Socially responsible investment policies among UK pension schemes are being side-stepped, according to Henderson Global Investors.
And it claims action taken by pension schemes in response to government legislation – which requires them to set out their investment principles on social and environmental issues – was minimal.
HGI’s director of institutional marketing and a leading SRI expert, Mike Shaw, said: “I am not aware of a private sector pension fund that has an SRI mandate.
“Pension schemes use forms of words for their statement principles to say that the responsibility for SRI issues is taken by the fund managers.”
He added: “There are various ways of saying that. From saying ‘We just delegate it to the fund manager’ to ‘We think SRI is an important part of a successful companies business operations and we expect fund managers to take due note of that what they are investing’.”
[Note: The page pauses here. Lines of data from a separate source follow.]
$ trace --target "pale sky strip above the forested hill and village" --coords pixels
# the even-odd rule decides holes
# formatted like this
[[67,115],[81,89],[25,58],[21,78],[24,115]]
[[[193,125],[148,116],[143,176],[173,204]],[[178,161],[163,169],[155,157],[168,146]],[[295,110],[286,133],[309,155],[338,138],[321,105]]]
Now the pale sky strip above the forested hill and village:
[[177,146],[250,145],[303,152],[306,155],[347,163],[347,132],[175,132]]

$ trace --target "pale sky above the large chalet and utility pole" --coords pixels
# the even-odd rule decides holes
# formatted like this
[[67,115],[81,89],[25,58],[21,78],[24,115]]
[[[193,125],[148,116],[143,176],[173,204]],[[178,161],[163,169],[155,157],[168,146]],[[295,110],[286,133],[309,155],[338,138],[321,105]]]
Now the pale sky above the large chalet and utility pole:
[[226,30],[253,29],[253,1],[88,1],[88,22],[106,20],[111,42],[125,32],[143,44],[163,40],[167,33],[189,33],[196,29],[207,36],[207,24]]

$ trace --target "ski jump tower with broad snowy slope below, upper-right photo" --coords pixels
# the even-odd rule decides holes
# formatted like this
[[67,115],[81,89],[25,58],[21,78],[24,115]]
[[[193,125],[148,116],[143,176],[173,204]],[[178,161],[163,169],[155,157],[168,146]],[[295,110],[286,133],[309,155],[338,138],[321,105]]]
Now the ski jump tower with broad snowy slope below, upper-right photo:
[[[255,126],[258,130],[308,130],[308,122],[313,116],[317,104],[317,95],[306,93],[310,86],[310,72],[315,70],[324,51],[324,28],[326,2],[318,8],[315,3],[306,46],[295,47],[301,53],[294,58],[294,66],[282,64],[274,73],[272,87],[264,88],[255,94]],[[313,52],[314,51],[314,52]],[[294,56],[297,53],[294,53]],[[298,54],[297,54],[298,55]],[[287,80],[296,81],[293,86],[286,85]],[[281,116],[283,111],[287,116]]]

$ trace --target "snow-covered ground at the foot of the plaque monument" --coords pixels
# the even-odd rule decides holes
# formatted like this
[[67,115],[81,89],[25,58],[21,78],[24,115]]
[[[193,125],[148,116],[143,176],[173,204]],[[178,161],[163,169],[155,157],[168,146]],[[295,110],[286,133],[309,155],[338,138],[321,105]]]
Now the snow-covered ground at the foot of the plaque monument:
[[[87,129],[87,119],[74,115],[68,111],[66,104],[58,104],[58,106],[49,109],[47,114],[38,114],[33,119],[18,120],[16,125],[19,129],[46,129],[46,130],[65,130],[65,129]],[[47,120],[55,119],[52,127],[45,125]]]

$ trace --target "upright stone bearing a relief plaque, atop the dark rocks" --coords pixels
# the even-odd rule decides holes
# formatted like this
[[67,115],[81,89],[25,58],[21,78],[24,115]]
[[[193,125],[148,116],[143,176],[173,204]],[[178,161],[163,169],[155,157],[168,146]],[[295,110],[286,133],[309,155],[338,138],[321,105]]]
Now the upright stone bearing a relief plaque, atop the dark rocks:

He said schemes’ resistance to SRI funds came despite strong performance in industry measurement benchmarks and argued that there was a misconceived belief among some schemes that SRI funds are “over-exclusive” in their choice of investments.
Standard Life Investments investment director Amanda Forsyth disagreed and said: “Pension trustees are leaving SRI up to the fund manager, but why shouldn’t they? It is very hard for pension fund trustees to say anything other than we take a positive approach to SRI. They would not really be able to exclude many companies from their investment universe because it would set them up with an unacceptable amount of investment risk.”
Forsyth confirmed that there had been interest in Standard Life’s ethical fund from “several” private schemes but could not confirm them as negotiations were still under way.